Не останавливаясь на вопросе о несостоятельности основных выводов Нордау, подчеркнем, что необычное видение мира, другое зрение трактуется им как отклонение от психической «нормы» и рассматривается как один из верных «симптомов» (слово автора) опасной болезни, ведущей к деградации общества. К сожалению, подобный подход будет не раз применен в ХХ веке не только в сфере эстетических дискуссий. И в Советском Союзе, и в нацистской Германии «дегенеративное искусство» станет объектом оперативного вмешательства государства, берущего на себя функции врача по отношению к нарушению социальной «нормы».
Неизбежно затрагивая и этот аспект метафорического осмысления болезни в культуре, мы остановимся на эстетической функции морбуальности в литературе.
Ежи Фарыно, один из редакторов специального выпуска Studio Literaria Polono-Slavica «Morbus, Medicamentum et Sanus» (2001), поставил вопрос: «Зачем заставляют писатели болеть своих героев?»[96]. Один из ответов, на наш взгляд, – чтобы «задеть» чувства читателя и заставить его другими глазами посмотреть на знакомые вещи, чтобы «разрушить автоматизм восприятия» и дать новую оптику – оптику болезни.

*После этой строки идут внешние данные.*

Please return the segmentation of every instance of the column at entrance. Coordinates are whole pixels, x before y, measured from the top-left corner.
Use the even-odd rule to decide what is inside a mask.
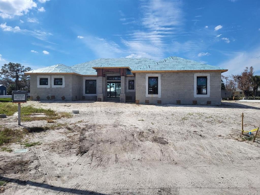
[[[120,93],[120,102],[126,102],[126,94],[125,92],[125,77],[121,76],[121,93]]]
[[[104,101],[104,94],[103,93],[102,87],[103,86],[102,85],[102,80],[103,77],[99,76],[97,80],[97,88],[98,89],[97,94],[98,96],[98,101]]]

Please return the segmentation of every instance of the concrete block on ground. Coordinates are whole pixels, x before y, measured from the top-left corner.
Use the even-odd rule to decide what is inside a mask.
[[[6,114],[0,114],[0,118],[6,118]]]
[[[97,94],[98,101],[104,101],[104,94],[102,93],[98,93]]]
[[[126,94],[125,93],[120,94],[120,102],[126,102]]]

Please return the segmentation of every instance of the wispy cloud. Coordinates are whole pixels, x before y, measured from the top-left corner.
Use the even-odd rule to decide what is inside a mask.
[[[8,61],[3,58],[2,57],[2,55],[0,54],[0,66],[2,66],[5,64],[7,64],[8,62]]]
[[[8,26],[6,23],[0,24],[0,28],[4,31],[10,31],[14,32],[19,32],[25,34],[29,34],[42,41],[44,41],[50,43],[54,44],[53,43],[48,41],[47,38],[52,34],[50,33],[40,30],[31,30],[27,29],[21,29],[18,26],[16,26],[12,28]]]
[[[133,30],[121,42],[131,54],[160,59],[167,48],[166,38],[176,34],[181,28],[183,5],[177,1],[142,2],[139,29]]]
[[[17,26],[13,28],[12,27],[7,25],[6,25],[6,22],[0,24],[0,28],[4,31],[10,31],[16,32],[20,31],[21,30],[20,27]]]
[[[43,53],[44,54],[46,54],[46,55],[48,55],[50,54],[50,53],[48,51],[47,51],[45,50],[43,50],[42,51],[42,53]]]
[[[84,35],[84,38],[81,40],[97,57],[118,57],[125,51],[114,42],[102,38]]]
[[[2,1],[0,16],[3,18],[11,18],[15,16],[22,16],[37,7],[37,4],[32,0]]]
[[[229,39],[228,38],[227,38],[226,37],[223,37],[223,38],[222,38],[221,39],[224,41],[225,42],[227,43],[229,43],[230,42]]]
[[[221,29],[223,27],[221,25],[218,25],[215,27],[214,29],[215,31],[216,31],[217,30],[219,30],[219,29]]]
[[[141,55],[136,55],[136,54],[132,54],[126,56],[126,58],[139,58],[142,57]]]
[[[44,9],[44,8],[43,7],[42,7],[41,8],[38,9],[38,11],[40,12],[44,12],[45,11],[45,9]]]
[[[207,56],[210,55],[209,52],[206,52],[205,53],[200,53],[198,55],[198,56],[199,57],[201,57],[202,56]]]
[[[39,2],[41,3],[46,3],[46,1],[49,1],[50,0],[38,0]]]
[[[227,52],[225,54],[228,59],[220,63],[218,66],[229,69],[224,73],[226,75],[240,73],[246,67],[251,66],[254,67],[255,74],[260,75],[259,59],[255,57],[259,55],[259,47],[258,46],[249,51]]]
[[[39,23],[39,21],[36,18],[27,18],[27,21],[29,22],[32,22],[37,24],[38,24]]]

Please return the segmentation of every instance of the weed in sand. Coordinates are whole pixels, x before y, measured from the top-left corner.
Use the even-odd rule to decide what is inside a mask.
[[[186,120],[187,120],[188,119],[188,117],[186,117],[186,116],[184,116],[184,117],[183,117],[181,118],[181,120],[182,121],[185,121]]]
[[[54,130],[56,129],[60,129],[63,126],[67,125],[67,124],[65,123],[57,123],[54,125],[52,125],[48,127],[50,128],[50,129],[52,130]]]
[[[23,131],[9,128],[0,130],[0,146],[19,141],[23,137],[24,133]]]
[[[0,151],[2,152],[11,152],[13,150],[7,147],[2,147],[0,148]]]
[[[23,144],[23,145],[25,147],[28,147],[35,146],[39,146],[41,144],[42,144],[42,143],[40,141],[37,141],[35,142],[31,142],[31,143],[25,142]]]
[[[24,129],[24,130],[25,131],[27,131],[29,133],[38,133],[42,131],[46,131],[49,129],[50,128],[48,127],[33,126],[27,127]]]

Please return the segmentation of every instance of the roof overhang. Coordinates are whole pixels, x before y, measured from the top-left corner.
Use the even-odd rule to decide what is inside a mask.
[[[104,69],[106,69],[106,68],[109,69],[109,68],[128,68],[130,70],[131,70],[131,68],[129,66],[120,66],[120,67],[92,67],[92,68],[93,68],[95,70],[96,69],[100,69],[101,68],[103,68]]]
[[[76,75],[79,75],[80,76],[83,76],[82,75],[81,75],[80,74],[78,74],[77,73],[27,73],[25,72],[24,73],[24,74],[28,75],[31,74],[36,74],[39,75],[47,74],[75,74]]]
[[[133,73],[165,73],[165,72],[221,72],[224,73],[226,72],[228,70],[131,70]]]

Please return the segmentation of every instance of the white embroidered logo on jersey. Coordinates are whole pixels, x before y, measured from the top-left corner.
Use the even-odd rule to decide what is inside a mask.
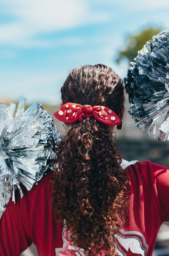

Хотелось бы подчеркнуть, что болезнь будет интересовать нас не в контексте получившего большую популярность жанра патографии[97], мы не претендуем на постановку «диагнозов» и изучение «симптомов» в творчестве тех или иных писателей. В центре исследования будет рецепция болезни в художественных текстах.
Другой популярный аспект – профессиональная принадлежность авторов к медицине[98] – рассматривается нами только в том случае, если это отражается в проблематике и/или поэтике созданных ими произведений: как изменение видения врача, деформация его восприятия мира под влиянием медицинского образования и практики. Интересно, что в 20-е годы Шкловский писал о продуктивности получения писателем второй профессии для формирования «нового видения»: «Для того, чтобы писать, нужно иметь другую профессию, кроме литературы, потому что профессиональный человек ‹…› описывает вещи по-своему», он может «видеть вещи, как неописанные, и ставить их в неописанное прежде отношение»[99]. Профессиональное зрение врача позволяет писателю «разрушить автоматизм восприятия», ввести необычный ракурс и создать остраняющую перспективу.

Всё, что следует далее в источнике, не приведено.